Croatian Mathematical Olympiad

All such numbers are primes.

Let $n$ be a composite number, i.e. $n=ab$, where $a\ge 2$ and $b\ge 2$ are positive integers. Observe the sequence $0,b,b,\dots ,b,$ in which the number $b$ is appearing $ab-1$ times. The sum of all numbers in that sequence is $a{b}^2-b$, which is not divisible by $n=ab$. However, notice that, no matter on the initial index of the sequence, the sum of $a$ (or $a+1$, if we pass through element 0 of the sequence) consecutive numbers in the sequence will be equal to $ab$, and therefore divisible by $n=ab$.

Let $n=p$ be a prime number. Let us assume the opposite: there exist positive integers $a_1,a_2,\dots ,a_p$ which all add up to a number not divisible by $p$, but for all $i\in \{1,2,\dots ,p\}$ there exists $j\in \{i+1,i+2,\dots ,i+p-1\}$ such that the number $a_i+a_{i+1}+\cdots +a_{j-1}$ is divisible by $p$. Reminder: all operations on indices are made using convention $a_i=a_{i-p}$ for $i>p$.

Let us now make a graph consisted of $p$ vertices (indicating numbers $a_1,a_2,\dots ,a_p$). The two vertices $a_i$ and $a_j$ are joined with directed edge if the sum $a_i+a_{i+1}+\cdots +a_{j-1}$ is divisible by $p$. Due to the assumption, from any vertex there is at least one edge incident to that vertex. Since there are only finitely many vertices in the graph, we conclude that the graph has a cycle.

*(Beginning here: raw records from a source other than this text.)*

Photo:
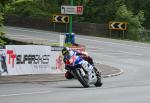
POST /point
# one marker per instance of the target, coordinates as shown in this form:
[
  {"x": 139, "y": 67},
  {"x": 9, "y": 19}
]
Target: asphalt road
[{"x": 132, "y": 86}]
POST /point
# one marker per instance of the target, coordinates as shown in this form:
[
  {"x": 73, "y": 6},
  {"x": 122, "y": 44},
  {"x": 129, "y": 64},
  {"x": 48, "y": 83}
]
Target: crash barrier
[{"x": 31, "y": 59}]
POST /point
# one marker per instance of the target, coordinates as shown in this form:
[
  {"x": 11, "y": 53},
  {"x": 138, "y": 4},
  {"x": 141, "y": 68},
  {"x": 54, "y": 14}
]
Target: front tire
[{"x": 83, "y": 80}]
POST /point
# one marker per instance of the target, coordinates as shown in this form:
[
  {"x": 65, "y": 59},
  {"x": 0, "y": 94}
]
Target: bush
[
  {"x": 25, "y": 8},
  {"x": 135, "y": 28}
]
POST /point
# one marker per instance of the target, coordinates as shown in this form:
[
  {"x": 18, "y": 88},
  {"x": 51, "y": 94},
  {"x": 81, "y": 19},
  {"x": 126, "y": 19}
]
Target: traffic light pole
[{"x": 70, "y": 21}]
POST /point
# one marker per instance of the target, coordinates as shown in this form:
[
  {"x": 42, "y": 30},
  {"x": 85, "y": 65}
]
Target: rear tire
[
  {"x": 82, "y": 79},
  {"x": 98, "y": 82}
]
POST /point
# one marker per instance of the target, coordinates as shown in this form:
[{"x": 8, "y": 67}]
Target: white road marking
[
  {"x": 114, "y": 43},
  {"x": 33, "y": 31},
  {"x": 22, "y": 94},
  {"x": 29, "y": 37}
]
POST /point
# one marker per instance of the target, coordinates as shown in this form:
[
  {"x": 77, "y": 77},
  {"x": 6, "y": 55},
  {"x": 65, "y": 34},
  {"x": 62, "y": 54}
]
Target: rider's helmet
[{"x": 65, "y": 51}]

Consider that cycle and let us sum up all sums which correspond to edges of that cycle. Notice that all numbers $a_1,a_2,\dots ,a_p$ appear equally many times in those sums, and let us denote that number of occurrence by $k$. Moreover, in that cycle we have at most $p$ edges, and for each edge the corresponding sum consists of at most $p-1$ addends, since the sum of all numbers in the original sequence is not divisible by $p$. Hence, $k\le p-1$. However, each of those sums along the edges of the cycle is divisible by $p$, so the sum of all those sums in the cycle is $p$ as well, and we have $$p\mid k(a_1+a_2+\cdots +a_p).$$ This gives contradiction, since $k<p$, i.e. $p\nmid k$ and $p\nmid a_1+a_2+\cdots +a_p$.